Theory of ac electrokinetic behavior of spheroidal cell suspensions with an intrinsic dispersion

TL;DR

This paper develops an analytical theory for the ac electrokinetic behavior of spheroidal cell suspensions, accounting for intrinsic dielectric dispersion, cell shape, and interactions, to predict spectra and characteristic frequencies.

Contribution

It introduces a spectral representation method to analytically derive characteristic frequencies and dispersion strengths for spheroidal cells with intrinsic dielectric dispersion, including local-field effects.

Findings

Identified four and six characteristic frequencies for dielectric and CMF spectra.

Demonstrated the influence of cell shape, dispersion strength, and intrinsic frequency on spectra.

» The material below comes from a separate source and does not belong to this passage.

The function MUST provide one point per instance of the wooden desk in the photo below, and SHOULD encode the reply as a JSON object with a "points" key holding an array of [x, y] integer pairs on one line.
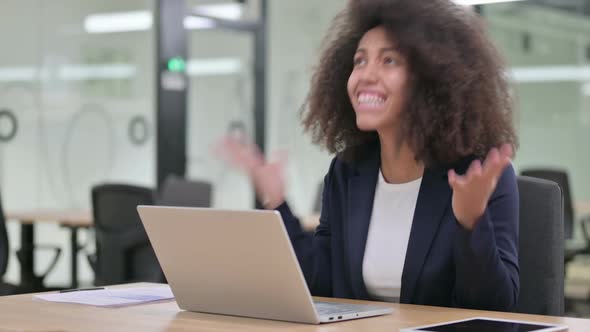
{"points": [[21, 313], [72, 219]]}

Showed how cell interactions affect dispersion peaks in dense suspensions.

Abstract

The dielectric dispersion, dielectrophoretic (DEP) and electrorotational (ER) spectra of spheroidal biological cell suspensions with an intrinsic dispersion in the constituent dielectric constants are investigated. By means of the spectral representation method, we express analytically the characteristic frequencies and dispersion strengths both for the effective dielectric constant and the Clausius-Mossotti factor (CMF). We identify four and six characteristic frequencies for the effective dielectric spectra and CMF respectively, all of them being dependent on the depolarization factor (or the cell shape). The analytical results allow us to examine the effects of the cell shape, the dispersion strength and the intrinsic frequency on the dielectric dispersion, DEP and ER spectra. Furthermore, we include the local-field effects due to the mutual interactions between cells in a dense suspension, and study the dependence of co-field or anti-field dispersion peaks on the volume fractions.